How to make the most of social media

Viral content is so prevalent in today’s world. The most recent example is the World Record-Breaking Egg. If you aren’t familiar with it, here’s a quick rundown.

On January 4, 2019, an image was uploaded to Instagram by the account “@world_record_egg” with the caption “Let’s set a world record together and get the most liked post on Instagram. Beating the current world record held by Kylie Jenner (18 Million)! We got this [hands-raised emoji].” It then only took 10 days to reach 30.5 million likes and beat the standing record.

So what does this mean for small businesses and marketing? Thanks to platforms like Instagram, Facebook, YouTube and Reddit, it doesn’t matter who you are, whether you’re an egg, Kylie Jenner or Dave the Plumber. Anyone can go viral and get their content seen and heard. The issue now is, who has the best content? 

According to Omnicore, a California-based health-care digital marketing agency, every 60 seconds 147,000 photos are uploaded to Facebook and 300 hours of videos to YouTube; more than 100 million photos and videos are posted on Instagram each day. Reddit users post 2.8 million comments daily, reports Digital Trends of Portland, Oregon. In such a democratized marketing world, the users decide which content is the best by sharing, likes and word of mouth.

For small businesses, this means marketing needs to stand out. Those that may not have thought social media was effective, or a good use of time, need to change their practices to be in synch with their clients. Social media is a great platform for standing out and interacting with their audience.

Content such as Facebook or Instagram live videos can create a buzz. What are you showing your audience? Is it behind-the-scenes footage that isn’t normally seen? With social media, teaser posts such as “watch this space to see what we are announcing in the next week” will generate curiosity and the need to know with your consumer.

However, this means posts need to be thought out, unique and to a point. Great examples on viral social media marketing campaigns are Amazon’s Alexa Loses Her Voice video on YouTube and the IHOP to IHOb campaign via Twitter. Let’s not forget when someone noticed that KFC was following only 11 people on Twitter: five Spice Girls and six men named Herb to play on their secret recipe of 11 herbs and spices.

Whether it seems intentional or not, create content that makes the audience talk, share, retweet. This is the best way to go viral and get your business known to the masses. As a small business, you want to attract interest online and offline. What are you doing differently than your competitors that will make people talk? Small businesses must understand their audience to target social media marketing.

While the days of radio ads, newspaper advertorials and billboards are far from being over, social media is a great platform to interact and spark conversation.
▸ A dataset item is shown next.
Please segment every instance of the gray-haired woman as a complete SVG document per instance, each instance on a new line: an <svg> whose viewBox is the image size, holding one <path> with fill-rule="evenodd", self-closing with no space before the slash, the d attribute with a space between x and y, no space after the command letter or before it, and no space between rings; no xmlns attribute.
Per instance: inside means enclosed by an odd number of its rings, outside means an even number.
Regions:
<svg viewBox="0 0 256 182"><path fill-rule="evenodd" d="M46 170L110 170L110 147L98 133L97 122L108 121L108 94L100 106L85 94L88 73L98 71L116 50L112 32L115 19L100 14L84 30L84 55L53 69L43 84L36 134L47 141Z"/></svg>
Five takeaways to consider

  1. Is what you’re posting thumb-stopping content? What is it about what you do that can be communicated in a unique, mind-bending, news-jacking type of way? Don’t simply post without thought. What is your plan for this post, and what do you wish to achieve?
  2. Would you share or tag a friend in the content on Facebook or Instagram you’re about to post? You want something that will be interesting, thought-provoking or maybe just funny.
  3. Does what you’re creating have a social element? Does it involve another brand? Will this content have people talking about it outside social media?
  4. Who could you partner with to do something interesting? For example, Roots and Air Canada recently teamed up to give jogging pants to all the guests travelling on Air Canada’s longest flight. It was a buzzworthy event that provided news coverage for both brands.
  5. What format is best for your audience? Should it be a blog on your own site or someone else’s? Is it a video, an infographic, a photo, an animated gif? Consider hosting a podcast or engaging on Reddit or Quora. Listen to what your followers love to consume and where they hang out online.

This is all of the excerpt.